Div Iii/Ii Arts & Media Proj

This integrative seminar is designed for students who are working on a DIV III or an advanced DIV II Project (or independent Study) in the arts, media, and humanities. The course will include regular opportunities for class workshopping of students' ongoing DIV III /DIV II advanced projects work. In addition, during the first half of the semester, students will read broadly on topics of shared interest and complete several short written responses to articles that draw from various disciplines in the arts, media, and humanities.

Sculpture Moldmaking & Casting

This studio course introduces intermediate level sculpture and studio art concentrators to mold making and casting processes. Students will be exposed to a range of cast sculpture both historic and contemporary via books and slide lectures. Through assignments and independent work, students will explore the process of mold making and casting through a range of different materials including Plaster, concrete, silicone rubber and thermoplastics. Students will research historical and contemporary artists who utilize casting and present relevant work for class discussion.
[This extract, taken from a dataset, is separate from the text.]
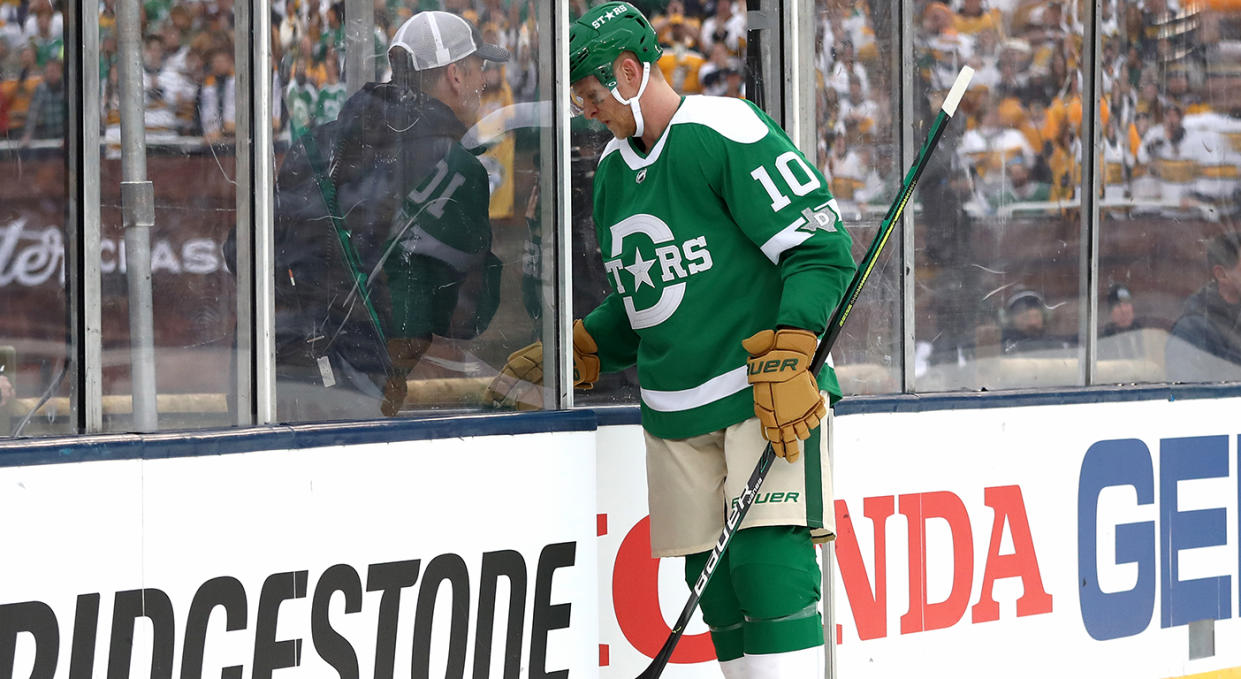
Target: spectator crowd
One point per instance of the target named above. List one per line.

Psych of Love & Relationships

This course will examine queer love, relationship structures and attachments, and how these elements of the relational self inform individual identity development. These themes will be explored within grounded foundational paradigms of intersectionality, queer theory, and relationship anarchy and through the lens of various psychological and sociological theoretical models, including the ecological systems model, attachment theories, and the nested model of trauma, amongst others.

Contemp. Dance Tech,(1/2 Crse)

This course is designed for beginning and intermediate-level dancers. The studio will be our laboratory for a semester-long exploration of applying contemporary dance concepts to a ballet practice to discover alternative approaches to ballet technique. Contemporary dance practices, such as release methods, floorwork, and somatic techniques, will activate strength, stamina, spatial awareness, alignment, and breath, which we will then bring to codified ballet barre and center work.

Div II & III Project Seminar

This course is for Div II and III students who are engaged in significant creative projects in dance, performance, or other embodied/interdisciplinary practices. Students should enter with a project in mind or underway. We will meet weekly to discuss and share tools for multiple stages of the creative process: goal-setting, planning, research, development, revising, and production/presentation. Students will share elements of works-in-process at regular intervals, and they will activate co-working methods and other structures of support.

Div II & III Project Seminar

This course is for Div II and III students who are engaged in significant creative projects in dance, performance, or other embodied/interdisciplinary practices. Students should enter with a project in mind or underway. We will meet weekly to discuss and share tools for multiple stages of the creative process: goal-setting, planning, research, development, revising, and production/presentation. Students will share elements of works-in-process at regular intervals, and they will activate co-working methods and other structures of support.

Critical Indigenous Studies

This course offers a survey of Critical Indigenous studies- transnational and transdisciplinary theorizing from a new and emerging generation of Indigenous scholars. As a field, Critical Indigenous studies makes crucial interventions in our collective understanding of colonialism, empire, race, gender, sexuality, identity, democracy, personhood, migration, environmental justice, human rights, and multiculturalism.

Methods in Molecular Biology

This introductory laboratory-intensive course will explore the process of doing scientific research in a molecular biology lab (which is relevant to many fields of science including neuroscience and other types of biomedical research). Students will learn numerous techniques in the lab, including DNA isolation, PCR, gel electrophoresis, restriction enzyme digests, cloning, and basic microscopy. Students will engage in a semester-long laboratory research project within a cancer biology gene cloning context.

Organic Chemistry II Lab

This laboratory course will involve a full-class, full-semester research project aimed at the synthesis of catalysts allowing the use of renewable materials as chemical building blocks. Students will become proficient in synthetic organic laboratory techniques including running and monitoring air- and moisture-sensitive reactions. purifying compounds by extraction, distillation, and column chromatography, and characterizing compounds using physical, spectrometric and spectroscopic techniques, especially NMR and GC/MS.

Organic Chemistry II

This semester we will explore organic structure, reactivity, and spectroscopy through the study of aromatic molecules, carbonyl compounds, nitrogen-containing compounds, pericyclic reactions, and radical chemistry. The emphasis will be on organic mechanism and synthesis, along with relevance of the chemistry to biology, medicine, society, and environment. By the end of the semester you will have a solid intuitive sense of how organic molecules react and will be able to extrapolate your understanding to many inorganic molecules as well. Prerequisite: Organic Chemistry I.